Passados quase 20 anos desde a última tentativa de se capitalizar em cima da franquia, com Domínio – Prólogo de O Exorcista (Dominion, 2005) – sem mencionar em uma série de TV homônima ao filme original, que teve duas temporadas em 2016 e 2017 –, estreia O Exorcista: O Devoto (The Exorcist: Believer, 2023), anunciado como o primeiro capítulo de uma nova trilogia que pretende funcionar como sequência do filme original, ignorando assim todas as obras que vieram depois. Dessa vez, temos a história de duas amigas adolescentes, Angela (Lidya Jewett) e Katherine (Olivia O’Neill) que, após seguirem para uma floresta escondidas de seus pais, se perdem e somente são encontradas três dias depois. Após o retorno, elas passam a agir de formas estranhas e a manifestarem em seus corpos marcas e feridas inexplicáveis. A possibilidade de estarem possuídas por demônios se torna cada vez mais forte, confirmando o temor dos pais de Katherine, Tony (Nobert Leo Butz) e Miranda (Jennifer Nettles), e abalando o ceticismo do pai de Angela, Victor (Leslie Odom Jr.). Ao procurar ajuda para as garotas, Victor depara-se com o Chris MacNeil (Ellen Burstyn), protagonista do filme original que se tornou especialista em possessões demoníacas e exorcismos.

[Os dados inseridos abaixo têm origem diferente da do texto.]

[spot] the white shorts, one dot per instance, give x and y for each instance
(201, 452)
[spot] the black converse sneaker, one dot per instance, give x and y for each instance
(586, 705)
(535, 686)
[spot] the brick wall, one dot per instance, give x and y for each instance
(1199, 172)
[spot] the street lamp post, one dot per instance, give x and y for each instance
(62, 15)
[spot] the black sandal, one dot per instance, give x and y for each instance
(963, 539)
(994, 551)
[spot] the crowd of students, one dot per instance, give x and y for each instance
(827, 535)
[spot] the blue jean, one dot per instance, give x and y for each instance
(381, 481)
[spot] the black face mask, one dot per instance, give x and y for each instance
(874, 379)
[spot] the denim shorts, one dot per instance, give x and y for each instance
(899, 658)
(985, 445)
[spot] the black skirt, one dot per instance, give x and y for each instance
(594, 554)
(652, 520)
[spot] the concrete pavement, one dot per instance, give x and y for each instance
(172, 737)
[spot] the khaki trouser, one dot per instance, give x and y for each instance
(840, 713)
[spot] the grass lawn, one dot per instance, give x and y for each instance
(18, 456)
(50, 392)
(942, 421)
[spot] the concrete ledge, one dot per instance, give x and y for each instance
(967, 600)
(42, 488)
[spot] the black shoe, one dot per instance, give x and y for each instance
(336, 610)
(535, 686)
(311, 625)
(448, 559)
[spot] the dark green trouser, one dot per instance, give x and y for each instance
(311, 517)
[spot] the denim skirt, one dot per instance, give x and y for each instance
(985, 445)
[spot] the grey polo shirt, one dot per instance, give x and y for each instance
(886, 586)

Dentre os vários problemas de O Exorcista: o Devoto o principal talvez seja a falta de autoconsciência. Desde o primeiro momento – um prólogo interessante em Porto Príncipe (Haiti), um dos poucos respiros de criatividade no filme inteiro – David Gordon Green conduz a história (na direção e no roteiro) deliberadamente ignorando décadas de narrativas centradas em possessões demoníacas que, mesmo que não tenham tirado a qualidade e a maior parte do impacto de O Exorcista original, certamente transformaram as situações mostradas no filme em clichês. Assim, o diretor age como se tivesse criando algo absolutamente original e impregna cada sequência do filme com uma gravidade e um peso que simplesmente não chega até o espectador; pelo contrário, tanta sisudez torna o filme brega, empoeirado e velho, coisa que nem o filme original é, apesar das cinco décadas de existência.

Ainda buscando uma unidade temática no seu trabalho no terror, Gordon Green retoma sua pretensa análise da natureza do mal, já vista na trilogia Halloween (2018-2022), e que aqui atinge resultados ainda mais constrangedores, com diálogos em sua maioria ridículos e cafonas que, mesmo ditos por atrizes do porte de Ellen Burstyn e Ann Dowd, causam mais vergonha que qualquer outra emoção. Todos do elenco se esforçam ao máximo com o material medíocre que tem para trabalhar, mas a maioria sofre para trazer alguma verdade às suas atuações, com as já citadas Ellen Burstyn e Ann Dowd sendo as únicas a saírem ilesas. Leslie Odom Jr., geralmente bastante competente, confunde sobriedade com apatia e passa o filme quase inteiro vagando de ponto ao outro, sorumbático, e sem força para segurar o protagonismo do filme. O restante do elenco parece estar em uma montagem escolar de Shakespeare, declamando os diálogos da forma mais desinteressante possível.

Além de tentar discutir de onde surge o mal no ser humano, o diretor ainda tenta promover um falso sincretismo religioso, apelando para a mistura das religiões cristãs com elementos de religiões de matrizes africanas de forma patética, visto que no final de tudo prevalece o cristianismo e, portanto, essa “atualização” que a história traz serve mais como uma militância vazia.

Ao final de tudo, O Exorcista: O Devoto não geraria um décimo da comoção e do interesse que está gerando se não fosse atrelado a um dos maiores filmes da história. Do jeito que está, ele não só é um filme ruim, é banal. E de banalidade, nós, o público, já estamos cheios.